As this Vox article from Julia Belluz recounts, medical Twitter came down hard on Cuban's suggestion, with some like ProPublica's Charles Ornstein telling people to ignore Cuban's advice.
Interesting for those following the MDx scene, though, is that while most commentators were openly dismissive of Cuban, his recommendation has basis in, if not the current state of the art, at least where many MDx researchers hope to take the field in the future.
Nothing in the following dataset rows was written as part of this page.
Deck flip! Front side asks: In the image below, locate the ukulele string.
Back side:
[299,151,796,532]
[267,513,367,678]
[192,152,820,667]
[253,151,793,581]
A number of scientists, and some commercial firms, are at work on technologies that could be used for regular testing of healthy patients, the rationale being — as Cuban more or less pointed out — that natural biological variation across populations makes population-based testing baselines difficult to arrive at, and so having good data on individual baseline levels of target analytes would allow for more accurate testing.
Perhaps most famously, Stanford University researcher Michael Snyder recently demonstrated the potential of such an approach when he tracked his own genomic and proteomic data over a course of months, detecting in himself during this time the first signs of diabetes.
Beyond Snyder, researchers including clinical proteomics pioneer Leigh Anderson and diagnostics start-up HealthTell are working on technologies that could be used for longitudinal monitoring of patients both healthy and sick.
Granted, the technology to support such approaches remains a ways off, as do clinically validated tests. But the idea is certainly one taken seriously by many in the field.
In this context, Cuban seems less crazy than perhaps just a bit ahead of his time.